Les adversaires de Hugo Chavez ont annoncé avoir remis plus de 3 millions de signatures au Conseil national électoral (CNE) pour demander la tenue du référendum contre le chef de l’État, élu en 1998 et réélu en 2000 pour six ans.
« Les signatures sont à l’abri (...) où elle doivent être », a déclaré l’un des dirigeants de l’opposition, Enrique Mendoza, à la chaîne privée Globovision.
La pétition a été déposée, tôt hier matin et sans annonce préalable, par des responsables de la Coordination démocratique (CD), qui regroupe partis et associations opposés à Hugo Chavez, et avait appelé à plusieurs manifestations dans la capitale.
En milieu de journée, des centaines de milliers de manifestants s’étaient rassemblés dans différents points de la capitale avant de converger vers l’avenue Libertador, au centre-ville, pour appuyer la pétition, alors que quelque 3 670 effectifs des forces de l’ordre avaient été déployés.
Le ministre de la Défense, José Luis Prieto, a averti que toute violence au cours de la concentration relèverait de l’« exclusive responsabilité légale et pénale » des organisateurs, qui n’ont selon lui pas demandé d’autorisation quant aux parcours des cortèges.
Le gouvernement conteste la validité des signatures, recueillies en février dernier, arguant qu’elles n’ont pas été avalisées par la nouvelle direction du CNE, sur laquelle opposition et gouvernement n’ont pu se mettre d’accord et qui devrait être désignée dans les prochains jours par le Tribunal suprême de justice (TSJ).
La procureure générale, Marisol Plaza, a affirmé mercredi à la chaîne publique VTV que les signatures « sont inopportunes » parce que « la demande a été faite avant que ne soit activé le droit à révoquer le mandat présidentiel ».
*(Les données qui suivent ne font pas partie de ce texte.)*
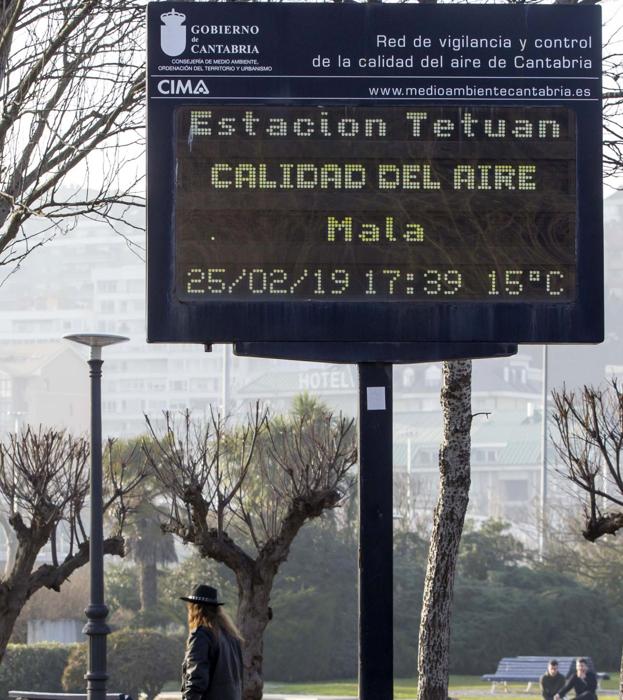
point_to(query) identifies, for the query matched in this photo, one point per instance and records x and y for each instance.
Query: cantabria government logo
(173, 33)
L’opposition « organise un show pour convertir un droit en acte électoral. Ils l’ont fait avant l’heure, avec une mauvaise question et en plus ils ont fait campagne », a-t-elle déclaré.
La tenue du référendum a été prévue dans l’accord signé le 29 mai dernier entre le gouvernement et l’opposition, sous l’égide de l’Organisation des États américains (OEA), pour tenter de trouver une issue à la crise politique.
Cette consultation est possible, selon la Constitution, à partir de la moitié du mandat, en l’occurrence depuis le 19 août, s’il est requis par au moins 20 % des plus de 11 millions d’électeurs, soit quelque 2,6 millions.